一方で、業務プロセスでは「この手順なら必ずこの結果にする」といったルールベースのロジックが必要な場面があると思います。
そこで、Agent Scriptでは、ルールエンジンのような考え方を取り込み、インストラクションを専用のスクリプト言語に変換し、よりLLMの振る舞いを予測しやすくしています。
Before

After

また、インストラクションの知識のないユーザ企業の利用者にとっては、GUIベースでのカスタマイズは有効ですが、開発者がAIエージェントを大規模にカスタマイズしていく場合、GUIベースだけでの開発・管理は効率が下がってしまいます。
そこで、Agent Scriptでは、カスタマイズ内容をテキストファイルに落とし込み、開発がより効率的に行えるよう設計されています。

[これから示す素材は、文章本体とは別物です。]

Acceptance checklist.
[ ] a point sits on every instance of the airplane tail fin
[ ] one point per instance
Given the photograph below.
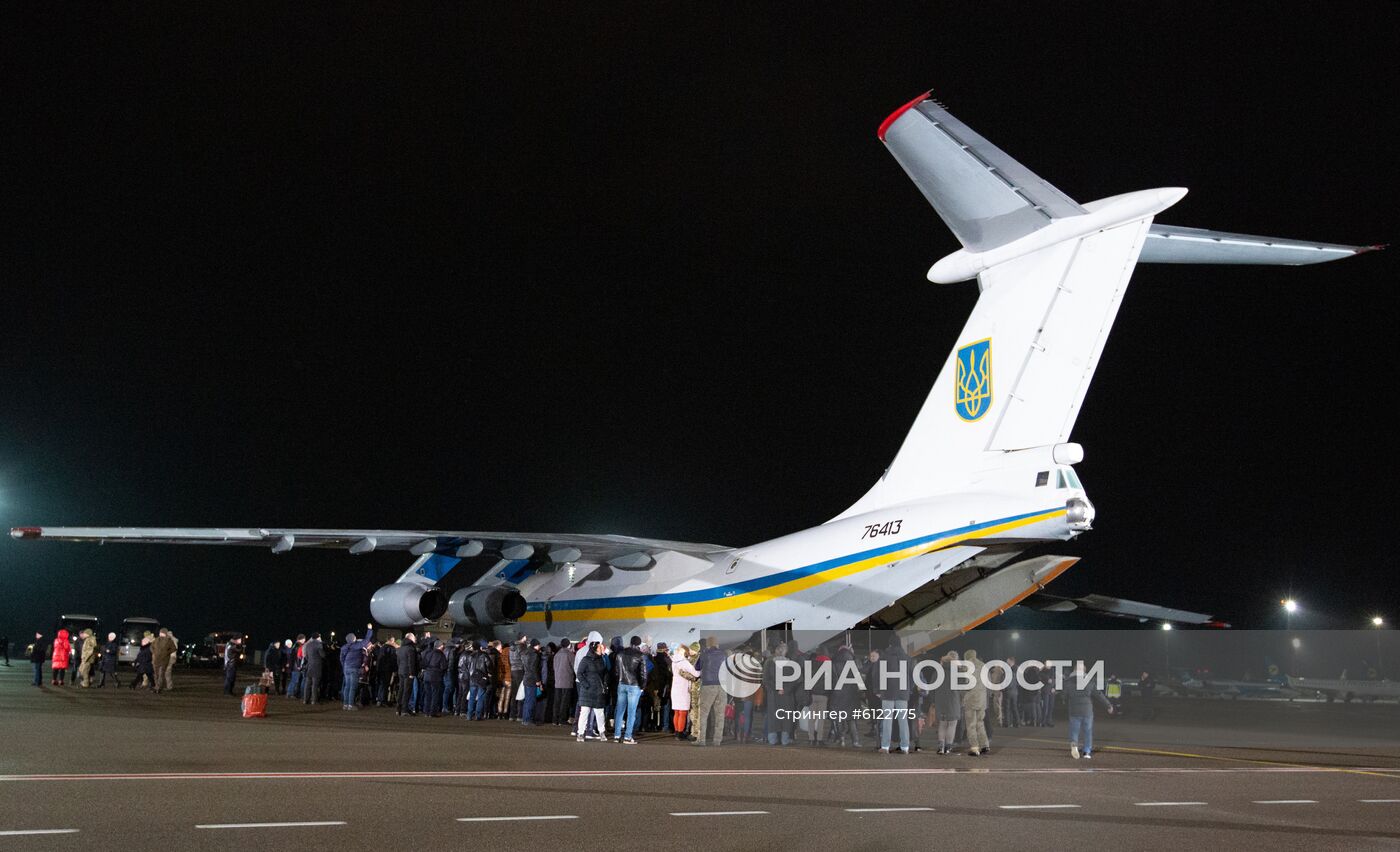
(1052, 274)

設定内容をコードとして扱うことで、Gitなどのバージョン管理ツールと連携しやすくなり、変更履歴の管理やチームでの共同開発が容易になります。
Agentforce Voice
Agentforce Voice は、音声で対話できるAIエージェント機能です。電話を通して、ユーザが人と話すような自然な会話でAIとやり取りできる点が特徴です。
従来のような機械的な応答ではなく、文脈を理解したスムーズな音声体験を実現しており、講演内のデモを見る限りでは、かなりの精度でユーザの音声を聞き取り、自然な音声で応答できているように感じました。

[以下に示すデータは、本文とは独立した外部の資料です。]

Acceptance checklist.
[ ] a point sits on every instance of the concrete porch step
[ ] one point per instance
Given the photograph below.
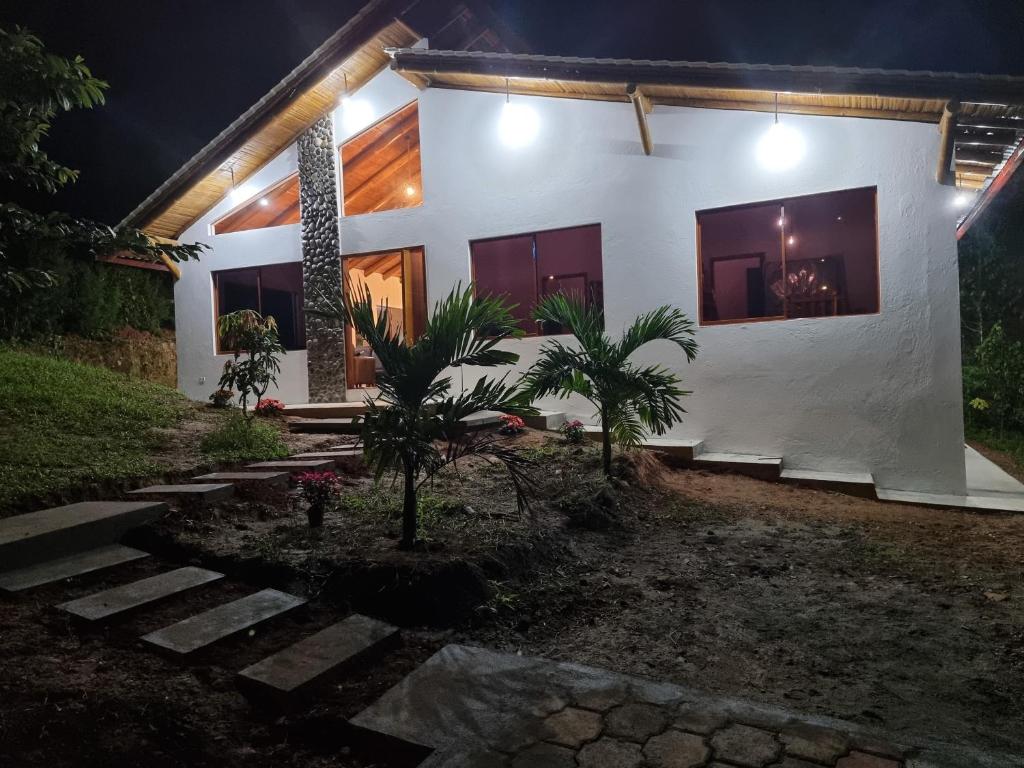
(199, 492)
(49, 534)
(852, 483)
(67, 567)
(245, 478)
(217, 624)
(119, 600)
(763, 467)
(315, 659)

また、発話スピードや抑揚を調整する機能も備えており、状況に応じてより人に近い応対スタイルを実現することができます。これにより、コールセンター業務など、音声コミュニケーションが中心となる業務領域での活用が期待できます。
加えて、ユーザがAIエージェントの話を遮って話しかけたとしても、話題を見失うことなく自然なコミュニケーションを続けることができていました。通話の内容をトランスクリプトとして記録するため、他のエージェントが通話に応答しても、中断したところから通話を再開できます。
Intelligent Context
Intelligent Contextは、AIエージェントが正しい判断や回答をするためのコンテキスト を提供する役割を持っています。
企業活動の中には、テキストだけでなく、グラフ・表・フローチャートなど、さまざまな形式のデータが存在しています。しかし、これらの情報は形式も構造もバラバラで、人間なら理解できても、AIにとっては読み解きが難しいという課題がありました。

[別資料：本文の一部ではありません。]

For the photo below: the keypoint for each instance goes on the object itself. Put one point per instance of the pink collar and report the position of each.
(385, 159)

Intelligent Contextは、そうした複雑なデータの中から意味を抽出して整理し、AIが理解できる形に変換する仕組みです。
例えば、PDF内に含まれるグラフや表の内容をIntelligent Contextが読み取り、AIエージェントはそこに書かれた数値や傾向をコンテキストとして利用できるようになります。
これにより、AIエージェントは単なるテキスト応答ではなく、より深いコンテキスト理解に基づいた的確な判断や提案が可能になります。
Agentforce 360の活用事例
次にDreamforce内で紹介されたAgentforce 360の活用事例で特に印象的だったものを紹介します。
小売業界におけるユーザ体験の革新事例
Main Keynoteでは、小売業界におけるオンライン顧客体験を革新するユースケースとして、以下の二つの企業の事例が紹介されました。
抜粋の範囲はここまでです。